Turkey had announced its intention to stand for the Security Council several years ago and had systematically lobbied for this. The Turkish candidature was endorsed by the fifty-seven members of the Organisation of Islamic Co-operation (OIC) at the 39th session of the Council of Ministers held in Djibouti in November 2012. Turkey lobbied extensively with African countries, where Turkish diplomacy has been very active in recent years. It always assumed it had the support of the Turkic republics of Central Asia. The result of the vote therefore was not only a disappointment for Turkey, but a surprise to other diplomatic observers too.

It is clear that the OIC endorsement was all but meaningless. Recent years have seen a rift between Turkey and Egypt, with Saudi Arabia and other GCC countries (except Qatar) backing the Egyptians. Turkey's influence within the OIC, which peaked about five years ago, has long since waned.

Turkey's relations with its immediate neighbours also remain problematic: Turkey has backed regime change in Syria, alienating that segment of international opinion that still supports the Bashar al Assad government (including Iran, and to a certain extent, Russia). Its relations with Israel remain strained. Problems with Cyprus, with Armenia and with the Kurds remain unresolved.

For Turkey it was unfortunate that it was New Zealand that got elected outright, and not Spain.  In a head to head vote, Spain could count from the outset on the support of the 28 member states of the European Union, and of most of the Latin American countries. Given the collapse of the OIC support there was no similar core group backing Turkey.

Indeed reports from New York indicate that some OIC countries, such as Egypt and Saudi Arabia lobbied intensively, especially amongst African countries, to block the Turkish bid. It is here where most likely support for Turkey evaporated fastest.

A non-permanent seat on the United Nations Security Council is largely a prestige position and brings little tangible benefits. But as Turkey seeks to upgrade itself from a regional to a global power the rebuff will be a considerable disappointment. It must draw lessons from it.

The first problem is structural. Turkish diplomacy has come a long way in the last decade. The arrogance that characterised Turkish diplomats in the 1980s and 1990s has long since made way to a more professional and more able younger group of cadres, but some streaks of the old practices remain. Turkey's new Foreign Minister must complete the process of modernisation that his predecessor had started.

More importantly however is Turkish foreign policy strategy. It is all well and good for a country to want to pursue an independent foreign policy, but in the end diplomacy is about building friendships and alliances, and Turkey may have alienated old friends without replacing them with new ones.
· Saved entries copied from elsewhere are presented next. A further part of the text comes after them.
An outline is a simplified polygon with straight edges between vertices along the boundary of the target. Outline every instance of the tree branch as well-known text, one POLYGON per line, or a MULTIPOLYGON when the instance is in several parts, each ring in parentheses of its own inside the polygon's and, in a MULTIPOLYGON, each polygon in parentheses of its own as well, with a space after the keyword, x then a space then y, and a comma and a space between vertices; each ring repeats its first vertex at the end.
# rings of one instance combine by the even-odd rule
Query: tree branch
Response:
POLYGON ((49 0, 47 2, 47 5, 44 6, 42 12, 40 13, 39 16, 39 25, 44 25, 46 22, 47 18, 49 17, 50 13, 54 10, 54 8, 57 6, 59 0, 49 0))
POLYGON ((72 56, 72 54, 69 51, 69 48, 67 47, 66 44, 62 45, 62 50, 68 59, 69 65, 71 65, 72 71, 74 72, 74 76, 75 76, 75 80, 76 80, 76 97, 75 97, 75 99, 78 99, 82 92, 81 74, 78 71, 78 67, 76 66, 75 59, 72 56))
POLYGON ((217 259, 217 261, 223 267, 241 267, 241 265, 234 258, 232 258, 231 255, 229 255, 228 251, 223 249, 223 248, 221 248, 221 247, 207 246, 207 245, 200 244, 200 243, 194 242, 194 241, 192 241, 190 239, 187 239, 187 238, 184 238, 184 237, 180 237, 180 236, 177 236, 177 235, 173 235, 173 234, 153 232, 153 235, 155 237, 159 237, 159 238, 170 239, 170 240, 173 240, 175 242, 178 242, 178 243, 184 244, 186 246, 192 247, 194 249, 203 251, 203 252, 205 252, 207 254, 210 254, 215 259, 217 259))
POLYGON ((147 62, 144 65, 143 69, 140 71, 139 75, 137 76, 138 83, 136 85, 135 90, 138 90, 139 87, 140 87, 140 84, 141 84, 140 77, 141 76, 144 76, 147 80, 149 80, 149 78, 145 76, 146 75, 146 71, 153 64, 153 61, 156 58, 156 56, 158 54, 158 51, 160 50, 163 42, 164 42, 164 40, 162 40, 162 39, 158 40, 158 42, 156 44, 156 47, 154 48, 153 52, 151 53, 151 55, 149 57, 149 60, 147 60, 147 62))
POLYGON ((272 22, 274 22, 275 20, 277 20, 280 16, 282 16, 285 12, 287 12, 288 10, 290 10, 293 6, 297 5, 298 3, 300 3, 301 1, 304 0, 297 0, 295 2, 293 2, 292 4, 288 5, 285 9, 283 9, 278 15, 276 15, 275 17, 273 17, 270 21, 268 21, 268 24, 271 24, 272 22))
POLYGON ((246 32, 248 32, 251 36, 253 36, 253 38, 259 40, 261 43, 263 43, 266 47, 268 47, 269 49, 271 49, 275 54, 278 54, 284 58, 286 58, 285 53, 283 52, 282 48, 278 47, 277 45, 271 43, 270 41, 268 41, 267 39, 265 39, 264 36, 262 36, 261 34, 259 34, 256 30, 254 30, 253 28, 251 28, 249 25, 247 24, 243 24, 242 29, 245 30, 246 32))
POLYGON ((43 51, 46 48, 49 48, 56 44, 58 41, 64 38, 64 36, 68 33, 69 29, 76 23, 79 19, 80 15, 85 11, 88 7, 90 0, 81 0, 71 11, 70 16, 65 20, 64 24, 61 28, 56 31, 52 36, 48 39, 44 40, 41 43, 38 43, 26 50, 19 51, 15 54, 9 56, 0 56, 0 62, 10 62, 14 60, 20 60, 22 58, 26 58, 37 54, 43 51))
Turkey needs to address the many unresolved issues with its neighbours.

By coincidence, the UN vote took place on the same day that Turkey launched a charm offensive aimed at re-connecting with public opinion in Europe. This is long overdue. The vote at the UN has exposed the limitations of the alternatives to Europe that Turkish diplomacy has been experimenting with in recent years. It should be a wake-up call, and should lead to Turkey re-discovering its European vocation.